Researchers like Sadasivan fear that if the long-term effects of these are not properly understood, they will stifle creativity and reinforce existing biases. Rather than using these as justifications for outlawing or eliminating this technology, however, specialists are advocating for a reexamination of its precise applications.
It appears that educational institutions are unable to keep pace with the rapid advancements in AI. This has resulted in a dependence on short-term solutions such as AI detectors; however, as the repercussions of this reliance become apparent, critics promptly highlight the perils associated with such dependence. As technology advances faster than conventional education, educators will be required to stay abreast of developments; this may potentially disadvantage students.
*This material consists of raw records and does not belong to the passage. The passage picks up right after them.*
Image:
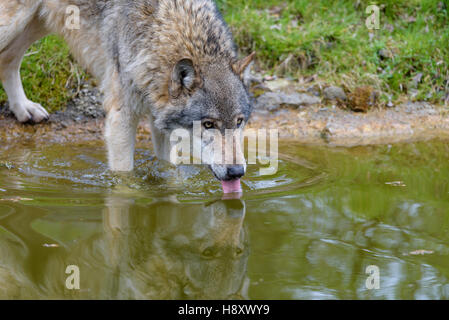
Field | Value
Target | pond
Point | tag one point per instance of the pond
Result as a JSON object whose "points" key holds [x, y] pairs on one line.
{"points": [[308, 232]]}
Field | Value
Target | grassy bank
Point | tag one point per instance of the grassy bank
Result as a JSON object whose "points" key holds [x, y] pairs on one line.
{"points": [[408, 55]]}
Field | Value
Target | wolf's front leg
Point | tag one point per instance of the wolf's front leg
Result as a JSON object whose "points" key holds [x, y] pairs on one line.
{"points": [[120, 135]]}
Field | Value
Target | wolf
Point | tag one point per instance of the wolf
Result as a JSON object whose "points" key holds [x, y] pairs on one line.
{"points": [[172, 61]]}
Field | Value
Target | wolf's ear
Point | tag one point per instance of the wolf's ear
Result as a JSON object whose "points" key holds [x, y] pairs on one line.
{"points": [[183, 78], [241, 65]]}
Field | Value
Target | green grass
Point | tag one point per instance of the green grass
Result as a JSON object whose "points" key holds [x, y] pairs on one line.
{"points": [[330, 39], [301, 38]]}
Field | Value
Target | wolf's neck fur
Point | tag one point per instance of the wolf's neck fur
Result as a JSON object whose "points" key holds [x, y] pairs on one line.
{"points": [[147, 36]]}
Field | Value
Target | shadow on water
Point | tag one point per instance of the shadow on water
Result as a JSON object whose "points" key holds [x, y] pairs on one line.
{"points": [[166, 250], [307, 232]]}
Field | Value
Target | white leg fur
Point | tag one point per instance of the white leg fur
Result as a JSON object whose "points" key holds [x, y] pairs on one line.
{"points": [[161, 142], [10, 61], [120, 135]]}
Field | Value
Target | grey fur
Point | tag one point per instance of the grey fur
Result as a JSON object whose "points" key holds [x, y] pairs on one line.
{"points": [[174, 60]]}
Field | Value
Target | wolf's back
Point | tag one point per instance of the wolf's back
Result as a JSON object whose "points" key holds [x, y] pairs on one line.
{"points": [[14, 17]]}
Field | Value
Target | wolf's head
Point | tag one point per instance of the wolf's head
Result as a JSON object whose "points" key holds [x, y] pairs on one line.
{"points": [[213, 100]]}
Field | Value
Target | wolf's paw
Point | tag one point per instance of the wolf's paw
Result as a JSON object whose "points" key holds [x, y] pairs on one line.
{"points": [[29, 111]]}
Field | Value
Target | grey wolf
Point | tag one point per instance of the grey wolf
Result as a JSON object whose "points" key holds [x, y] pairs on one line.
{"points": [[174, 61]]}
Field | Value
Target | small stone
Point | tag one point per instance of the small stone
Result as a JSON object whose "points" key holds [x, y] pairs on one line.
{"points": [[334, 93]]}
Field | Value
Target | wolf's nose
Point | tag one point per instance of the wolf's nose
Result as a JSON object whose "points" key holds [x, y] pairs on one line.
{"points": [[236, 172]]}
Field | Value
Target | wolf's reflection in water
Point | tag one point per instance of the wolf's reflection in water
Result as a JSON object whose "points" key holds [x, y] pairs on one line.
{"points": [[178, 251], [165, 250]]}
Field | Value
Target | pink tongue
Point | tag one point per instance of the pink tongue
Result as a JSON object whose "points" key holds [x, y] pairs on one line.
{"points": [[231, 186]]}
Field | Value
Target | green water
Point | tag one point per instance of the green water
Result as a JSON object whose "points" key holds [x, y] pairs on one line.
{"points": [[308, 232]]}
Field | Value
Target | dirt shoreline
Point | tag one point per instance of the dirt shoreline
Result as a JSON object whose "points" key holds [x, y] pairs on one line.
{"points": [[310, 121]]}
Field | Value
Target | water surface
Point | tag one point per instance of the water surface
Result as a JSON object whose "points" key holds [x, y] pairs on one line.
{"points": [[308, 232]]}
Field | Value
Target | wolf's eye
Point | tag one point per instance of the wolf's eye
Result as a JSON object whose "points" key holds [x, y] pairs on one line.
{"points": [[208, 124]]}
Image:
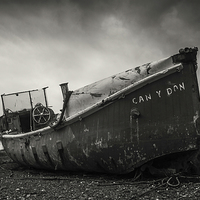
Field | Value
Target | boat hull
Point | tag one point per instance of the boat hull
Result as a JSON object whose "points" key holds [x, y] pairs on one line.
{"points": [[160, 118]]}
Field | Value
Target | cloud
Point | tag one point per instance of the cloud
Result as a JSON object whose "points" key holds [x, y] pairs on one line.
{"points": [[45, 43]]}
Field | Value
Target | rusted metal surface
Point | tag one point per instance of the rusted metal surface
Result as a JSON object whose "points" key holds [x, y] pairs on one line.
{"points": [[121, 122]]}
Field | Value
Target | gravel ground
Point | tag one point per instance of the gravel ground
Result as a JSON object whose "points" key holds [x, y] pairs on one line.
{"points": [[18, 182]]}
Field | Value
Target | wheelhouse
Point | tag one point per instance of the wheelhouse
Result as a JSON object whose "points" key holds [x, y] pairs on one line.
{"points": [[25, 111]]}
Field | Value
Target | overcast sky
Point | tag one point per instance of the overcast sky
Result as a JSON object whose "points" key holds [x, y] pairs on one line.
{"points": [[45, 43]]}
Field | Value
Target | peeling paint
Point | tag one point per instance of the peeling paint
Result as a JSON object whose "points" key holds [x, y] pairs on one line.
{"points": [[95, 94]]}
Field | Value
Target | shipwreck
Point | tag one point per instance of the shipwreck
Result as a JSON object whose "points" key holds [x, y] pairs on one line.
{"points": [[115, 125]]}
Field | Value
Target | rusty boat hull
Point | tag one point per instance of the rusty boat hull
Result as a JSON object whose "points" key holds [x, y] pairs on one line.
{"points": [[119, 123]]}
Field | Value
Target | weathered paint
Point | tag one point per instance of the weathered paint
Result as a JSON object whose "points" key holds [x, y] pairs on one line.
{"points": [[157, 116]]}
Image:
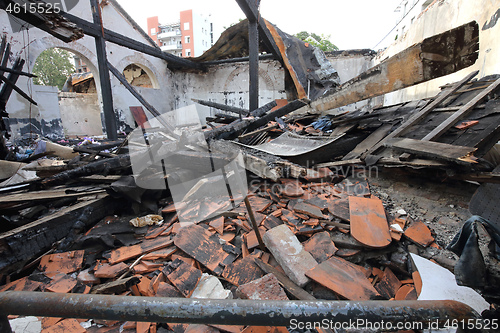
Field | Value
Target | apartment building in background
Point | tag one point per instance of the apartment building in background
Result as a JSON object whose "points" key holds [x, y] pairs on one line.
{"points": [[189, 37]]}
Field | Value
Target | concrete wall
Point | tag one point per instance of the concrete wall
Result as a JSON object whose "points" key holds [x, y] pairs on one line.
{"points": [[228, 84], [349, 64], [80, 114], [29, 46], [441, 16]]}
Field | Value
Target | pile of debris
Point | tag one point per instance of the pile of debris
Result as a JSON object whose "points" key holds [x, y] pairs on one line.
{"points": [[301, 233], [321, 239]]}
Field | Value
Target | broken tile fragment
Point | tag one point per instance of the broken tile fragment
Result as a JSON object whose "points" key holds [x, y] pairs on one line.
{"points": [[65, 326], [406, 292], [129, 252], [242, 271], [107, 271], [344, 278], [289, 253], [388, 285], [320, 246], [86, 276], [265, 288], [218, 225], [204, 246], [368, 222], [211, 287], [183, 276], [167, 290], [62, 283], [66, 262], [340, 209], [308, 209], [419, 233]]}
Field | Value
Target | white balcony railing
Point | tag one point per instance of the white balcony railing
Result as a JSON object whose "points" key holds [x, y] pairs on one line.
{"points": [[167, 34]]}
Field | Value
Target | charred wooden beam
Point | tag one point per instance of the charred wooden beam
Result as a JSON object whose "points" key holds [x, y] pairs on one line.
{"points": [[47, 20], [233, 60], [102, 62], [251, 11], [100, 167], [223, 107], [434, 57], [30, 240], [94, 30]]}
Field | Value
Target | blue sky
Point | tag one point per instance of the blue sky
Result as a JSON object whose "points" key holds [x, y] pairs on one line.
{"points": [[352, 24]]}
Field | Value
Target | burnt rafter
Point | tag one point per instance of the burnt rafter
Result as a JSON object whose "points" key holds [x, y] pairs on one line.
{"points": [[250, 8]]}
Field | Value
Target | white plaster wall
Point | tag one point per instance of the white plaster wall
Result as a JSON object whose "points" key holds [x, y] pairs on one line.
{"points": [[444, 15], [29, 44], [80, 114], [228, 84]]}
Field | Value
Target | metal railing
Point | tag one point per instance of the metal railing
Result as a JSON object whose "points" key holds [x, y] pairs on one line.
{"points": [[231, 312]]}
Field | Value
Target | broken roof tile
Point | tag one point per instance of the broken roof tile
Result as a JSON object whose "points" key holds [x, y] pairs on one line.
{"points": [[289, 253], [320, 246], [218, 225], [242, 271], [308, 209], [265, 288], [368, 222], [388, 285], [66, 326], [167, 290], [344, 278], [107, 271], [204, 246], [62, 283], [183, 276], [129, 252]]}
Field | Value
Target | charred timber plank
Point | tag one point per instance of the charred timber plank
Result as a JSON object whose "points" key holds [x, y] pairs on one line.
{"points": [[365, 145], [252, 13], [434, 57], [422, 113], [101, 167], [53, 23], [223, 107], [462, 112], [28, 241], [435, 150]]}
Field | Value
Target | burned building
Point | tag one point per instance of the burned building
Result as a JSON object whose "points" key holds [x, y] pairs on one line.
{"points": [[263, 185]]}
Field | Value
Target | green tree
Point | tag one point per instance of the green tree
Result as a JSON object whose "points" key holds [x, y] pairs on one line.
{"points": [[53, 66], [320, 41]]}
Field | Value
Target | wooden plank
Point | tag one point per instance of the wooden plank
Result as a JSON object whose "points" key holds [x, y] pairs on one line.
{"points": [[436, 150], [421, 114], [368, 222], [434, 57], [344, 278], [365, 145], [48, 195], [139, 116], [38, 236], [462, 112]]}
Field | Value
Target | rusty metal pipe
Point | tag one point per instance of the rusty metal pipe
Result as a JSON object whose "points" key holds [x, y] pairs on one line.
{"points": [[228, 312]]}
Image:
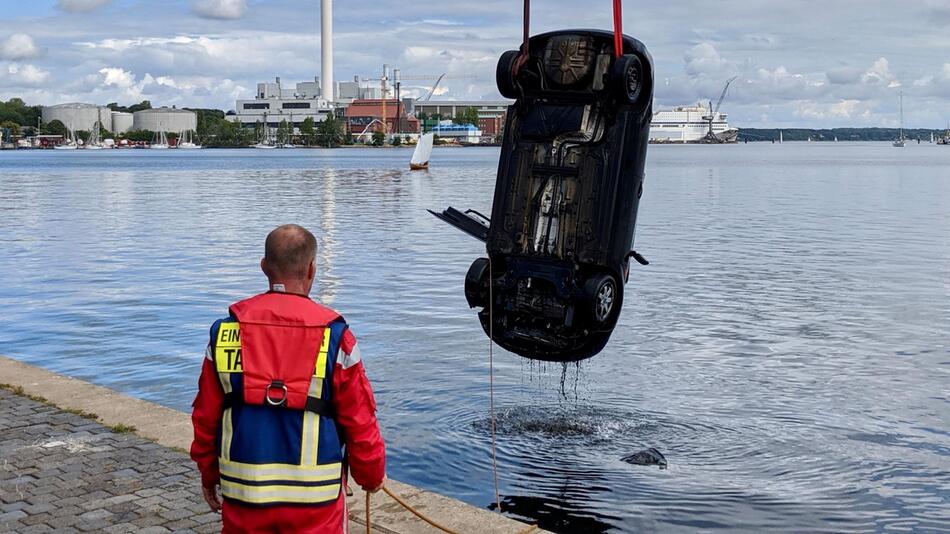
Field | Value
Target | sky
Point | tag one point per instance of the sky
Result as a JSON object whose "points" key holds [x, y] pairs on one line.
{"points": [[800, 63]]}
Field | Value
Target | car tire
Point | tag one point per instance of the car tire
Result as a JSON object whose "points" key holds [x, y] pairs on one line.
{"points": [[476, 284], [602, 293], [505, 76], [627, 78]]}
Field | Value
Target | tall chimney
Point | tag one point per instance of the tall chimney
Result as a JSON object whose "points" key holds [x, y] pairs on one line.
{"points": [[326, 49]]}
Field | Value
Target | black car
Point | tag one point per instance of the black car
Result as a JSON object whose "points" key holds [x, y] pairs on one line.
{"points": [[570, 178]]}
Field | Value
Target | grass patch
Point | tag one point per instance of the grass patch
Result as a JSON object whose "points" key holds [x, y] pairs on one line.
{"points": [[18, 390], [122, 429], [81, 413]]}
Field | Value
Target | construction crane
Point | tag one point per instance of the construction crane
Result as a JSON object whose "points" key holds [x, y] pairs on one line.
{"points": [[710, 136], [397, 79], [432, 91]]}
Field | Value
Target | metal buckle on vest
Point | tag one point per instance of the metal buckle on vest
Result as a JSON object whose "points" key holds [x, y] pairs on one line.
{"points": [[278, 385]]}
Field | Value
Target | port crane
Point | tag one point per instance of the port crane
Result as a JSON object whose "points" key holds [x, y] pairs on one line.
{"points": [[710, 136], [397, 79]]}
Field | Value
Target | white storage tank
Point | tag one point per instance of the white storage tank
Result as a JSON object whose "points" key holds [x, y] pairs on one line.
{"points": [[121, 122], [77, 116], [165, 119]]}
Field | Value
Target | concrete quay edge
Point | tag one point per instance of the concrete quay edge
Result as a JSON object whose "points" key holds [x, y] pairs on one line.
{"points": [[173, 429]]}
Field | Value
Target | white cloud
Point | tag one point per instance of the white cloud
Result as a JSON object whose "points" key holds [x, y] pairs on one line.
{"points": [[25, 75], [879, 74], [704, 58], [19, 46], [220, 9], [80, 6]]}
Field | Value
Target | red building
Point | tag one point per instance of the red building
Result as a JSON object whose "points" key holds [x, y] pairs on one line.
{"points": [[492, 126], [362, 113]]}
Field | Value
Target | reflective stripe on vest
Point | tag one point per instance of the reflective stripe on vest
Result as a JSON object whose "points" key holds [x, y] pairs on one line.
{"points": [[307, 482]]}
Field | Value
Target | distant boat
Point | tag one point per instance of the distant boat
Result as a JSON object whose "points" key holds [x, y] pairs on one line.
{"points": [[899, 142], [420, 158], [265, 141], [95, 141], [161, 141], [186, 142], [945, 140], [70, 143]]}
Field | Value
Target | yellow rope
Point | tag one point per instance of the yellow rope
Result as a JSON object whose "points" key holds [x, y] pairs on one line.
{"points": [[420, 515], [491, 410]]}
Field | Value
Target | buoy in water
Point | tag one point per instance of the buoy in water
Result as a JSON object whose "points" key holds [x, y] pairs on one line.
{"points": [[649, 456]]}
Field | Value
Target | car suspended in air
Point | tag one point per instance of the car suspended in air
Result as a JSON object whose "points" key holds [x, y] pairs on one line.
{"points": [[560, 236]]}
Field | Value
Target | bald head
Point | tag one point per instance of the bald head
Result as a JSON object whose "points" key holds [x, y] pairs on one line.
{"points": [[289, 253]]}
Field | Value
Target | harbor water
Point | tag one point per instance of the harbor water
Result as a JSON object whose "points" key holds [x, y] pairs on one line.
{"points": [[787, 349]]}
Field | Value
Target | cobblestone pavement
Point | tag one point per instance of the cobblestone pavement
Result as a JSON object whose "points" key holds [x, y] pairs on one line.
{"points": [[60, 472]]}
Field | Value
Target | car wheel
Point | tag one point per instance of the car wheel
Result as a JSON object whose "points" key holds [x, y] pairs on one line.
{"points": [[603, 295], [476, 284], [504, 75], [627, 78]]}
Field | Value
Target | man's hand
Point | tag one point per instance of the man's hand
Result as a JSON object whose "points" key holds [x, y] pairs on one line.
{"points": [[212, 498], [368, 489]]}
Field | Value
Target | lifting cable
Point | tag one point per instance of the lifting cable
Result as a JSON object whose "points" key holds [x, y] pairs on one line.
{"points": [[519, 62], [523, 57]]}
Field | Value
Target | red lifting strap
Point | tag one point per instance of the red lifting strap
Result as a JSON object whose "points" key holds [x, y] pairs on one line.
{"points": [[618, 28], [618, 33]]}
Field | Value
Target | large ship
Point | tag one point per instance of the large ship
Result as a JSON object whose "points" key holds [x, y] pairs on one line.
{"points": [[691, 124]]}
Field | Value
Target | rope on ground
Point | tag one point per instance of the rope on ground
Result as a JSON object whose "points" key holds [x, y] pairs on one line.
{"points": [[420, 515]]}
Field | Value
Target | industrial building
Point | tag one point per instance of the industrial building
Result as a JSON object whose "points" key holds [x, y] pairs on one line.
{"points": [[367, 115], [447, 109], [273, 103], [165, 120], [462, 133], [121, 122], [77, 116]]}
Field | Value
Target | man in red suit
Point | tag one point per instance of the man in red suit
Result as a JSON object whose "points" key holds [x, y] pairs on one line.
{"points": [[284, 405]]}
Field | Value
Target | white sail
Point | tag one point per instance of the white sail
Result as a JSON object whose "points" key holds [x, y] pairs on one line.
{"points": [[423, 150]]}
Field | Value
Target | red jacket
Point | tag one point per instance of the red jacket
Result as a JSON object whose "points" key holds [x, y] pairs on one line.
{"points": [[355, 413]]}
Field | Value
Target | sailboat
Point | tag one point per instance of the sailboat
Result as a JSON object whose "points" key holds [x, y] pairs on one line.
{"points": [[265, 142], [70, 143], [161, 140], [945, 140], [900, 140], [420, 158], [186, 141], [95, 138]]}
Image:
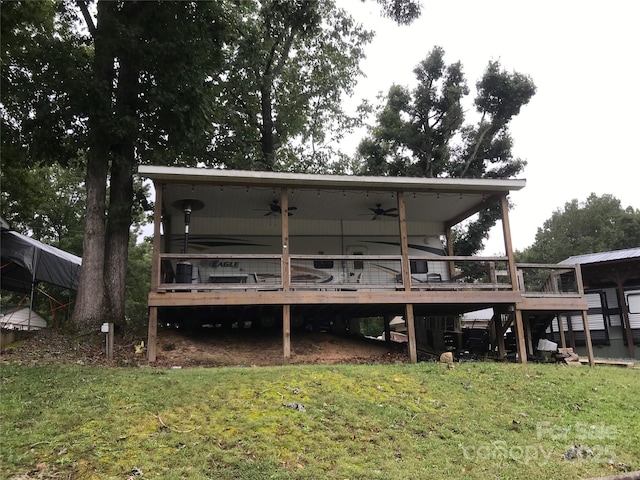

That is why experts are advocating for a paradigm shift regarding the current perception of AI detectors and generators, and ensuring that their utilization does not result in detrimental consequences.
Langer stated that, similar to any other resource utilized by educators, the primary concern would be to utilize the resource as a conclusive criterion or litmus test to evaluate a student. Engaging in dialogue requires greater investment of time and effort than issuing a grade or verdict. Equally as much as academic integrity, however, due diligence is required for instructional integrity.
Langer stated that, similar to any other resource utilized by educators, the primary concern would be to utilize the resource as a conclusive criterion or litmus test to evaluate a student. Engaging in conversation requires greater investment of time and effort than issuing a grade or verdict. Equally as much as academic integrity, however, due diligence is required for instructional integrity.